Many people who purchase an A Cappella III do so for I2S. As most of you know, it's the preferred output here at Musica Pristina.
What you may or may not know is that we follow what's been lovingly referred to as the "PS Audio Spec."
TL;DR Version: We really like I2S here. Since I2S carries a word clock, DACs can "auto-adjust" to the bit rate, meaning we can pad the data samples of a 24 bit track with 8 empty bits and transmit a 32 bit signal. The older versions of PS Audio gear required that we convert all 32 bit signals to 24 bit when interfacing with their DACs. The "Sunlight" update has improved upon this. We now send 32bit signals for everything 24 and 32 bit content.
What follows is a brief history of the transmission of digital audio signals.
See, back in the stone ages of audio, there was a device that spun plastic discs containing laser engraved audio as digital data. Most of these ancient devices (we can call them CD Players) had a DAC chip and analog outputs. The digital audio signal was read off the disc then passed to the DAC chip as an I2S signal. (Technically, it's I2S, but it's often just written as I2S... and spoken as "Eye Two Ess")

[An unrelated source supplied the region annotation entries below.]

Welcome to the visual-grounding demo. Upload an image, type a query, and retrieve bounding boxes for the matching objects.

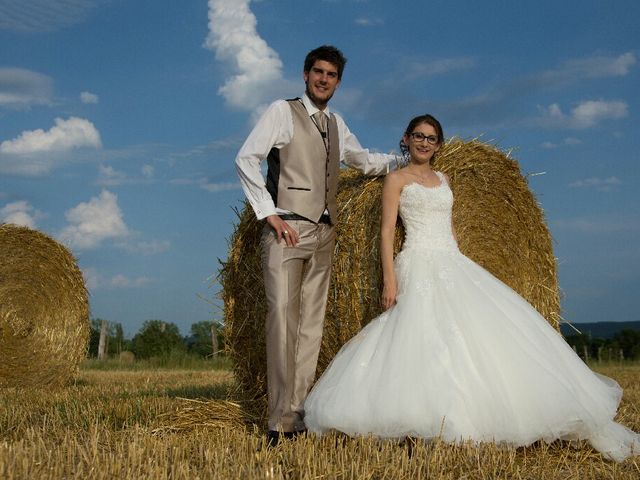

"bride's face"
[404,123,442,164]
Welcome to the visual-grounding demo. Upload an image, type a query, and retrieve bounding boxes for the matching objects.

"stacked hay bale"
[220,140,560,424]
[0,224,89,387]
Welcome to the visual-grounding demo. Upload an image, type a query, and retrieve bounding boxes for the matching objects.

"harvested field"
[0,365,640,480]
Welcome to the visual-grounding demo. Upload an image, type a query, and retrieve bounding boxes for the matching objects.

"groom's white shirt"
[236,93,398,219]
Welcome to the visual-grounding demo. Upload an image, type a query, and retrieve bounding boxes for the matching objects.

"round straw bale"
[220,139,560,424]
[0,224,89,387]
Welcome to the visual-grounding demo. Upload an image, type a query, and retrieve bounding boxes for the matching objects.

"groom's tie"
[313,110,328,148]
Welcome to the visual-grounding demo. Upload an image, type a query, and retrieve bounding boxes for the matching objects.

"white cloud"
[96,165,127,187]
[200,182,242,193]
[0,200,43,229]
[170,177,242,193]
[541,137,582,149]
[569,176,622,192]
[80,92,100,103]
[0,67,53,109]
[553,216,640,234]
[536,100,628,129]
[60,190,129,249]
[0,0,104,33]
[141,165,155,178]
[119,240,171,255]
[204,0,287,111]
[0,117,102,155]
[403,57,477,80]
[109,274,151,288]
[540,52,637,84]
[82,267,153,291]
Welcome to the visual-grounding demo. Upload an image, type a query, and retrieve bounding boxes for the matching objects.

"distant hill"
[560,321,640,339]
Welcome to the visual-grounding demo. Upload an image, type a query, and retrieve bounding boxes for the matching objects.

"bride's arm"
[380,172,402,310]
[443,173,458,243]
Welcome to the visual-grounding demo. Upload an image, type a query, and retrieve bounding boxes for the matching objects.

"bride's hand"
[382,282,398,310]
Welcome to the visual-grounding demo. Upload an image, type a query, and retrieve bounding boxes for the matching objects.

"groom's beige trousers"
[261,220,335,432]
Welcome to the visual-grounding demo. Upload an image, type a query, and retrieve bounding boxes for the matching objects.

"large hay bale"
[0,224,89,387]
[220,140,560,424]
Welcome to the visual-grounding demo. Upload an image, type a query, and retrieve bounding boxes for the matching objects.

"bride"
[304,115,640,461]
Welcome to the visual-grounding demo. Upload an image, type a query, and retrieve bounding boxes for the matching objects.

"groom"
[236,45,396,445]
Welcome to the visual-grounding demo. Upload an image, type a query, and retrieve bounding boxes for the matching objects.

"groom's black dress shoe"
[267,430,306,447]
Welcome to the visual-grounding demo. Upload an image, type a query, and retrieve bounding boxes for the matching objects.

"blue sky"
[0,0,640,335]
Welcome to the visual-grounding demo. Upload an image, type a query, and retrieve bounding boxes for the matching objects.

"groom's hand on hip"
[267,215,300,247]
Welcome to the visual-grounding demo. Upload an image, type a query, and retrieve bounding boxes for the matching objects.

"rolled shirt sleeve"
[336,115,400,175]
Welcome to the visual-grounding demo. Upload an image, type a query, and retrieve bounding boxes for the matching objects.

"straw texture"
[220,139,560,424]
[0,224,89,387]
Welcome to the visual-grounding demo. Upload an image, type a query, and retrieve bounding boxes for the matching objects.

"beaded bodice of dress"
[399,172,458,255]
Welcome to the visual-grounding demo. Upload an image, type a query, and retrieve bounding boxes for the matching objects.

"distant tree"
[187,320,224,358]
[88,318,102,357]
[131,320,186,358]
[109,323,128,355]
[88,318,130,357]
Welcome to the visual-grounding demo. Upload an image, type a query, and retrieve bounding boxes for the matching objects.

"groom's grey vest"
[266,98,340,224]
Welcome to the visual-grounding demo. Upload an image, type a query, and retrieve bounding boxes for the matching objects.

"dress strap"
[435,172,449,186]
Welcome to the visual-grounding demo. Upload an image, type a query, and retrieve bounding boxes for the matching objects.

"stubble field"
[0,365,640,480]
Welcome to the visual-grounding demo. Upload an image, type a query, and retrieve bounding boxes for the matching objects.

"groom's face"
[304,60,340,109]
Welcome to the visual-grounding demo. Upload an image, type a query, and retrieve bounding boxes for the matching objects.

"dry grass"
[0,366,640,480]
[0,224,89,387]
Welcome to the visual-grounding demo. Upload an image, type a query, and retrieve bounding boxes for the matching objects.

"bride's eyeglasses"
[409,132,438,145]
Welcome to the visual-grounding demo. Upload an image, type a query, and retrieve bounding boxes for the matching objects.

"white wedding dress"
[304,174,640,461]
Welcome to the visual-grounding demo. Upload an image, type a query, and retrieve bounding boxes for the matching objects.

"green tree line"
[565,328,640,361]
[88,318,224,359]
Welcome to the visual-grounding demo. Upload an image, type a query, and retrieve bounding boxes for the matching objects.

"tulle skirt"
[304,249,640,461]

There was another excellent use case for the CD player flavor of these devices, too. One that could only output that digital signal to be decoded (and amplified) by an external DAC (or home theater receiver, which performs the D-to-A conversion). The engineering question was "how best do we send this signal from the CD Player (or Transport, if the player had no DAC chip of its own) to the external DAC?" The spec for I2S (Inter-IC Sound) was for a board level signal, not something to be passed around outside a chassis.
Let's understand something for a minute. People had just invented a way to take an audio recording and burn it onto a disc using a laser, then read it back using another laser. That's quite an accomplishment. Surely sending this digital signal containing clocks and data is not nearly as complex, is it?
Nope.
Sending I2S outside of a chassis was not too difficult for the engineers at Sony and Phillips.
What was an insurmountable engineering problem was the pressure from the team in marketing.
See, engineers are tasked with inventing and creating the cool new things people never knew existed but now need to have. Marketers are responsible to figure out how to make people want it and buy it.
The easiest way to ensure mass adoption of this new technology was determined to be the path of least resistance. (no, not an Ohm's Law joke) In this case, least resistance meant not creating a new physical connection to go from the CD Player to the DAC. A new cable capable of sending I2S would require a minimum of 3 signal lines (SCK, WS & SD) and ground. That cable didn't exist in mass production.
An I2S cable didn't exist, but the RCA cable did.
A one cable solution is ideal... for marketing. It eliminates the need (cost) of multiple cable connectors in both the CD Player and the DAC.
An existing cable solution is ideal... for marketing. It eliminates the need for machinery to be built to create a new type of cable along with all the supply chain headaches to support it. Not something you want to tackle during the rollout of a brand new product idea.